President Nicolas Sarkozy’s re-election campaign in France is getting a little desperate, and more than a little ugly. Although new polls show him the likely top vote-getter in next month’s first-round voting, they also show him running well behind François Hollande of the Socialist Party in the decisive May runoff. To try and close that gap, Mr. Sarkozy has been fishing for far-right voters by assailing foreign immigrants, foreign imports and even the dietary laws of French Muslims.
Mr. Sarkozy may think it is smart politics to pander to racism and xenophobia. He has done it before. And, sadly, his harsh new tone has given him a quick boost in the polls. But it is damaging to French society. And it may prove a mixed political blessing in May. Many French voters already think that he lacks presidential dignity.
Times are tough in France, but Mr. Sarkozy could have run a more elevated campaign. He has domestic achievements (pension reform) and international achievements (Libya). His main opponent, Mr. Hollande, has vague ideas and unrealistic economic proposals.

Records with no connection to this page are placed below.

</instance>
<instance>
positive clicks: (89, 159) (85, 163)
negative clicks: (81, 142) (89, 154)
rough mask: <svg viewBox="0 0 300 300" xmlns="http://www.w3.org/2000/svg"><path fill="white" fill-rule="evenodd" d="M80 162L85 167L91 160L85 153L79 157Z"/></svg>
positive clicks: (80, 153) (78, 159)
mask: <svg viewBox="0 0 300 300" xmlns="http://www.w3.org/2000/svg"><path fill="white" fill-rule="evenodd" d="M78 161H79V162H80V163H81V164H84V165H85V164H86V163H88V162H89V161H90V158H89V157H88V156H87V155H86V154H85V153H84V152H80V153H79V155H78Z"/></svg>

Instead, Mr. Sarkozy has chosen the low road. At a packed rally on Sunday, he attacked European Union trade rules, which he said had opened French markets to “savage” competition, and called for a protectionist “buy European” rule for public spending that would raise costs and invite retaliation. He also threatened to suspend French participation in Europe’s 25-nation open border agreement unless others did more to keep illegal immigrants and refugees out of Europe. A few days earlier, he had attacked legal immigration, promising a 50 percent cut in admissions for family reunification.
In a particularly vile gambit from a man who already brags about banning the burqa in public and Muslim-style street prayer, Mr. Sarkozy now pledges to protect French consumers from unknowingly eating halal meat, slaughtered in accordance with Muslim dietary codes. He called for legislation requiring all meat labels to note the slaughtering methods used. This proposal originally came from Marine Le Pen, the presidential candidate of the unabashedly xenophobic National Front. Mr. Sarkozy first rightly called it frivolous. Then he adopted it.
Five million to six million Muslims now live in France, almost a tenth of the total population. It is cruel to keep family members from joining them and cruel and destructive to subject their religion to mockery. Ms. Le Pen is currently running third in the polls. Regrettably, Mr. Sarkozy has no problem being frivolous or cruel if it means he can peel away some of her voters.
France: Après “Nicolas Le Pen” du Wall Street Journal, voici “Sarkozy sur la route de la bassesse” du New York Times.
In less than 2 days, Nicolas Sarkozy performed a miracle; he brought the editorial page of The New York Times and The Wall Street Journal together. Something that we have not seen in a while and we are not about to see any time soon. Indeed, the WSJ editorial page, a bastion of the right and conservatism, has rarely agreed on anything with the editorial page of the NYTimes. Well, Sarkozy’s awfully xenophobic campaign was something that the American left and right agreed to disagree with. Ugly, xenophobic, desperate, racist, radical, divisive, anti-Muslim, frivolous and so on are only a few adjectives used by the NYTimes and the WSJournal editorialists to describe Sarkozy’s campaign. These are journalists and columnists who are used to the rough and tumble American style of politics, and yet they stand bewildered by what Sarkozy and his team have been doing and saying during this campaign.